Au milieu de la grande cour, une voix se fait entendre : "Un soldat meurt à genoux", hurle d'un ton aviné François Barbier. M. de Montesson se met à genoux et croise les bras. Au même instant, il reçoit dans le bas-ventre un coup de fusil "qui lui fait grincer des dents". Il se relève à moitié, porte la main à son front et adresse un dernier reproche à ses bourreaux : "Vous m'aviez promis de ne pas me faire souffrir si longtemps. Achevez votre ouvrage !" Francoeur, alors, se rappelle sa promesse. Il dispose en cercle tous les hommes armés de fusils et commande le feu. M. de Montesson tombe frappé de quarante balles.
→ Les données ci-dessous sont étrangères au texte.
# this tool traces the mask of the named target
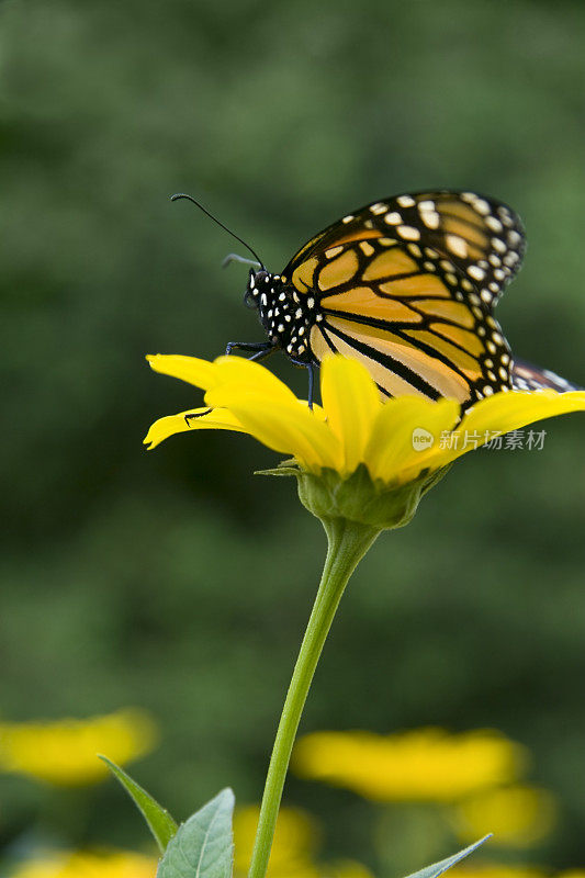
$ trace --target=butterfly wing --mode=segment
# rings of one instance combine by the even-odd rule
[[[414,199],[376,202],[329,226],[284,270],[283,281],[314,303],[310,346],[315,361],[329,351],[353,357],[389,396],[448,396],[470,404],[509,390],[509,348],[491,313],[492,301],[470,280],[479,236],[473,248],[465,245],[466,261],[448,257],[447,240],[455,235],[450,219],[441,221],[441,232],[418,221],[414,225],[414,218],[409,225],[406,210],[414,206],[400,204],[401,198]],[[404,222],[389,216],[397,213],[390,211],[396,205]],[[471,234],[466,227],[463,233]],[[430,244],[437,240],[440,250]]]
[[[361,207],[320,232],[293,257],[284,274],[327,249],[392,237],[437,250],[462,272],[464,293],[493,308],[521,266],[526,249],[519,216],[500,201],[474,192],[418,192]]]

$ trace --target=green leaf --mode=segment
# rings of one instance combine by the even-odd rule
[[[120,780],[128,796],[134,800],[138,810],[142,812],[144,819],[148,823],[150,832],[156,838],[164,854],[167,845],[173,835],[177,833],[178,826],[169,812],[161,808],[160,804],[153,799],[149,792],[143,789],[130,775],[120,768],[119,765],[111,762],[105,756],[100,756],[100,759],[106,764],[114,777]]]
[[[169,842],[157,878],[230,878],[233,812],[234,793],[224,789],[190,817]]]
[[[464,847],[463,851],[459,852],[459,854],[453,854],[452,857],[441,859],[440,863],[434,863],[432,866],[427,866],[425,869],[420,869],[420,871],[414,871],[412,875],[406,876],[406,878],[437,878],[438,875],[442,875],[443,871],[450,869],[451,866],[454,866],[460,859],[463,859],[472,854],[476,847],[491,837],[491,835],[484,835],[484,837],[480,838],[479,842],[475,842],[475,844],[470,844],[469,847]]]

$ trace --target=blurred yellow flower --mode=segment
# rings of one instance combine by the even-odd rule
[[[155,878],[157,860],[126,851],[52,853],[19,866],[11,878]]]
[[[234,876],[248,871],[260,809],[239,808],[234,814]],[[322,864],[316,859],[319,833],[314,820],[295,808],[281,808],[268,878],[372,878],[360,863],[338,860]]]
[[[453,878],[545,878],[544,869],[536,866],[508,866],[500,863],[483,863],[479,866],[454,866],[449,869]]]
[[[374,801],[451,802],[515,780],[526,758],[524,747],[490,730],[314,732],[297,742],[292,767]]]
[[[153,719],[133,708],[86,720],[3,722],[0,770],[58,786],[82,786],[109,775],[98,753],[124,764],[149,753],[157,738]]]
[[[326,357],[320,369],[323,407],[305,401],[268,369],[240,357],[214,362],[196,357],[147,358],[156,372],[203,389],[206,408],[157,420],[145,439],[153,449],[169,436],[198,429],[236,430],[289,455],[302,470],[333,470],[342,477],[365,464],[372,480],[405,484],[435,472],[496,435],[535,420],[585,409],[585,392],[497,393],[466,414],[454,399],[402,396],[382,402],[367,369]],[[459,438],[449,437],[457,427]],[[461,436],[468,441],[459,441]]]
[[[455,806],[453,821],[464,842],[493,832],[496,844],[524,847],[545,837],[554,826],[555,815],[552,793],[515,785],[464,799]]]

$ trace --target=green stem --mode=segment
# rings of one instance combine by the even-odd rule
[[[341,518],[324,521],[324,526],[329,543],[327,559],[270,757],[248,878],[266,876],[282,789],[313,675],[349,577],[380,532]]]

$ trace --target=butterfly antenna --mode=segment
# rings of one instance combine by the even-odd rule
[[[239,235],[236,235],[236,234],[235,234],[235,232],[232,232],[232,229],[230,229],[230,228],[228,228],[227,226],[224,226],[224,224],[223,224],[223,223],[221,223],[221,222],[217,219],[217,217],[216,217],[216,216],[214,216],[212,213],[210,213],[210,212],[207,211],[207,209],[203,206],[203,204],[200,204],[200,202],[199,202],[199,201],[196,201],[196,199],[194,199],[192,195],[187,195],[184,192],[178,192],[176,195],[171,195],[171,196],[170,196],[170,200],[171,200],[171,201],[178,201],[179,199],[187,199],[188,201],[192,201],[192,202],[193,202],[193,204],[195,204],[195,205],[196,205],[196,206],[200,209],[200,211],[203,211],[203,213],[204,213],[206,216],[209,216],[209,217],[210,217],[210,219],[213,219],[213,222],[214,222],[214,223],[216,223],[216,224],[217,224],[217,225],[218,225],[221,228],[223,228],[225,232],[227,232],[227,234],[228,234],[228,235],[232,235],[232,237],[233,237],[233,238],[235,238],[236,240],[239,240],[239,243],[240,243],[240,244],[243,244],[243,245],[244,245],[244,247],[246,247],[246,249],[247,249],[247,250],[249,250],[249,251],[250,251],[250,254],[254,256],[254,258],[255,258],[255,259],[256,259],[256,260],[257,260],[257,261],[260,263],[261,268],[265,268],[265,263],[262,262],[262,260],[260,259],[260,257],[258,256],[258,254],[256,252],[256,250],[252,250],[252,248],[250,247],[250,245],[249,245],[249,244],[246,244],[246,241],[245,241],[245,240],[243,240],[243,239],[239,237]]]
Comme il remue encore, un misérable l'achève "de cinq ou six coups de broc", puis il ramasse en guise de trophée la poignée de son épée, que les bandits ont eu soin de briser avant l'exécution.
Sur l'ordre des principaux meneurs, un jeune ouvrier des forges d'Antoigné coupe avec les têtes des deux cadavres. On met l'une au bout d'une fourche, l'autre au bout d'un broc, et on les promène en grande pompe dans les rues de la ville, précédées d'un tambour, escortées de quarante à cinquante hommes en armes. Une des têtes tombe dans le ruisseau ... le porteur la ramasse avec la pointe de sa fourche ...
Tel fut, dans toute son horreur, l'épouvantable drame du "Jeudi fou" 23 juillet 1789, à Ballon. C'est un exemple singulièrement suggestif de la folie qui, sous les excitations de quelques misérables, atteint parfois les foules, même des populations jusqu'alors connues, comme celles de Ballon, pour la douceur de leurs moeurs, et qui resteront dans la suite absolument paisibles.